A decision on whether to go ahead with the Peres-Arafat meeting could be taken at a meeting later Sunday of Sharon's security cabinet.
RESISTANCE CLAIM REPONSIBILITY
The Izz el-Deen al-Qassam brigades, the military wing of the Palestinian Islamic movement Hamas, claimed responsibility for the Nahariya bombing, according to al-Jazeera satellite television, which broadcasts from Qatar.
``We do not trust any negotiations. The only option for our people is resistance,'' Ismail Abu Shanab, a senior Hamas official, told al-Manar, the television station of the Hizbollah organization in Lebanon, by telephone from Gaza.
Islamic Jihad said its gunmen attacked the van in the Jordan Valley. There was no immediate claim of responsibility for the Beit Lid blasts.
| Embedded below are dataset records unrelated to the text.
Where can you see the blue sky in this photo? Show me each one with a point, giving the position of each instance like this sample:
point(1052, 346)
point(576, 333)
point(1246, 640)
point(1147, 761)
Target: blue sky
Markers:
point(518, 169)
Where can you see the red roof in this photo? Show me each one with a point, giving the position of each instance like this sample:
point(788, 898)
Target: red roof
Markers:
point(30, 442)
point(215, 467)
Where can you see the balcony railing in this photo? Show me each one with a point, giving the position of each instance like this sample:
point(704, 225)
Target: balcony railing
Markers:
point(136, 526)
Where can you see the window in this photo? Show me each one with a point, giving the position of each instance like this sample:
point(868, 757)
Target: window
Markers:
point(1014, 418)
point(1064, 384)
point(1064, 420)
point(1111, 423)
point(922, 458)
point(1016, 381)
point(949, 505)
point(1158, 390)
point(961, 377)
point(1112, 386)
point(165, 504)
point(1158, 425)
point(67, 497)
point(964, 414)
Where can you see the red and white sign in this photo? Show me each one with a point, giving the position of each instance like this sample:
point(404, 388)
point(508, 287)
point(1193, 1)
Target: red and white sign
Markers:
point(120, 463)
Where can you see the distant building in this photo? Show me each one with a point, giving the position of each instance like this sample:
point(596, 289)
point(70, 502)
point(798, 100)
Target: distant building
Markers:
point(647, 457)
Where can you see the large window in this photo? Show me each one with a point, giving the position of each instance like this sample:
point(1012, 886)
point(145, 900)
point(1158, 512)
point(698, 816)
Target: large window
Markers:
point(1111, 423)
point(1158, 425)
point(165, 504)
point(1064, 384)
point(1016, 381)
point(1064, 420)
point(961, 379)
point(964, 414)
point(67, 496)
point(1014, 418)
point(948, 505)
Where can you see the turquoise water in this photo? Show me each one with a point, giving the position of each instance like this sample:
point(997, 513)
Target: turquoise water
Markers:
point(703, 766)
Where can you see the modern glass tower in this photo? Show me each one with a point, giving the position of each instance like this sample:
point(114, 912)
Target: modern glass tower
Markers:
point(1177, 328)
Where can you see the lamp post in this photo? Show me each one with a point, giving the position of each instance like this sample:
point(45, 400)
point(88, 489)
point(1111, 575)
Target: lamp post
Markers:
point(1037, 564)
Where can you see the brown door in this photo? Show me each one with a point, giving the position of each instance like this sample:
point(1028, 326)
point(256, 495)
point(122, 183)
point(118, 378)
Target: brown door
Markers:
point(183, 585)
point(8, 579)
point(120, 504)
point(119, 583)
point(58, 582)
The Nahariya attack was the second suicide bombing against Israelis in less than a week. Tuesday, a Palestinian disguised as an Orthodox Jew blew himself up in Jerusalem, wounding 15 people.
The coastal city of Nahariya is on Israel's border with Lebanon and was a target of Hizbollah rocket attacks before Israel's military withdrawal from southern Lebanon in May 2000.
``I heard a huge boom, and as a resident of Nahariya, I can tell you that Katyushas have fallen here, but never has there been such a loud explosion,'' a witness told Israel Radio.
A body lay crumpled outside shattered shops lining the bloodstained train platform. A severed finger was blown under the tire of car on the other side of the tracks.
Police said the bomb was packed with nails for more deadly effect.
``People ran in every direction, frightened and hysterial,'' a witness told Army Radio from her hospital bed.